Targeted discovery of pharmacological targets using language models

Mar 1, 2025·
Maëlle Moranges
Maëlle Moranges
· 2 min read

Role: Supervisor of research internship with William Peoc’h, in collaboration with Hugues Berry

Collaborators :

  • William Peoc’h — Research Intern
  • Hugues Berry — Co‑supervisor
  • Jan-Michael Rye — Research engineer
  • Theranexus members

Scientific and Technological Objectives

Theranexus develops technology that modulates the expression of specific genes by targeting their RNA with antisense oligonucleotides. To accelerate drug discovery, this project aimed to harness language models to explore biomedical literature and identify candidate gene targets associated with beneficial or deleterious effects.
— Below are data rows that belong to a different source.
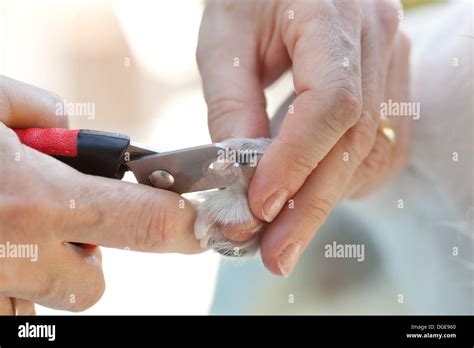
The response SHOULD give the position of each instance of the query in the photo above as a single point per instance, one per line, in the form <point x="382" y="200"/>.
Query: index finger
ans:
<point x="23" y="106"/>
<point x="327" y="105"/>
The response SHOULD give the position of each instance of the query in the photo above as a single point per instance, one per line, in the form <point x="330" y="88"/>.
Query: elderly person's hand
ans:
<point x="347" y="58"/>
<point x="47" y="207"/>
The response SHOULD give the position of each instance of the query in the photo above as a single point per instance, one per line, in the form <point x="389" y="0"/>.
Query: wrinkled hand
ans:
<point x="47" y="205"/>
<point x="347" y="57"/>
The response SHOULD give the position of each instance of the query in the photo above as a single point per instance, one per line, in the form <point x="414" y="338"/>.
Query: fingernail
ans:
<point x="288" y="259"/>
<point x="273" y="205"/>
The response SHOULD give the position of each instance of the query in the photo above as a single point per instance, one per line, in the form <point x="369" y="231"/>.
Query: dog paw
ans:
<point x="225" y="222"/>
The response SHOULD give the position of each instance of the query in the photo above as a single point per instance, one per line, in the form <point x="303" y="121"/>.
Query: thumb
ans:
<point x="123" y="215"/>
<point x="228" y="64"/>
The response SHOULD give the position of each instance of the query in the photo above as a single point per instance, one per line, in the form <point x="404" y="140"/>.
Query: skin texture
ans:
<point x="336" y="111"/>
<point x="35" y="208"/>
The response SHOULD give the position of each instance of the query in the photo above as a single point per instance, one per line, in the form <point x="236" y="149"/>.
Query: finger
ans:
<point x="286" y="237"/>
<point x="23" y="105"/>
<point x="281" y="243"/>
<point x="23" y="307"/>
<point x="228" y="63"/>
<point x="328" y="104"/>
<point x="386" y="159"/>
<point x="122" y="215"/>
<point x="63" y="277"/>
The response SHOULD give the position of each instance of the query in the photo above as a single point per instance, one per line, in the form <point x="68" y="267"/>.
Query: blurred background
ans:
<point x="135" y="61"/>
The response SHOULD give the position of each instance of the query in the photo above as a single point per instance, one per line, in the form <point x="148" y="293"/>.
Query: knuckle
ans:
<point x="344" y="110"/>
<point x="300" y="158"/>
<point x="52" y="101"/>
<point x="92" y="294"/>
<point x="405" y="44"/>
<point x="316" y="211"/>
<point x="152" y="227"/>
<point x="378" y="159"/>
<point x="362" y="137"/>
<point x="388" y="14"/>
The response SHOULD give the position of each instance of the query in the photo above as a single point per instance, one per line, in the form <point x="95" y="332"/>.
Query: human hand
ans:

Specifically, the project sought to:

  • Use language models to predict relevant gene targets from the titles and abstracts of PubMed articles.
  • Distinguish genes withbeneficial, detrimental, or irrelevant (“off‑topic”) associations for therapeutic development.
  • Facilitate the discovery of novel targets for neurological diseases to support pharmacological research.

Challenges

  • Biomedical text complexity: PubMed abstracts contain domain‑specific terminology and abbreviations that require robust language understanding.
  • Label ambiguity: Articles may not clearly categorize a gene’s effect; models must infer subtle contextual signals.
  • Class imbalance: Beneficial and deleterious cases may be unevenly represented, complicating classifier training.

Contributions

  • Developed fine‑tuned classifiers based on BERT architectures and large language models (LLMs) to differentiate beneficial vs. deleterious gene associations from PubMed texts.
  • Built named‑entity recognition (NER) pipelines to extract gene mentions and contextual information from biomedical literature.
  • Scraped and curated biomedical databases to assemble a labeled dataset of PubMed articles linked to gene outcomes.
  • Created Gene Explorer PubMed, an interactive web application enabling:
    • Interactive visualization of gene–article associations.
    • Gene‑centric exploration with direct links to PubMed records.
    • Dynamic charts showing beneficial vs. deleterious ratios.
    • Custom filtering by disease type and article count.

Dissemination and Publications

Software and Tools

🛠 Gene Explorer PubMed — Interactive web application for browsing PubMed genetic data and exploring candidate gene targets.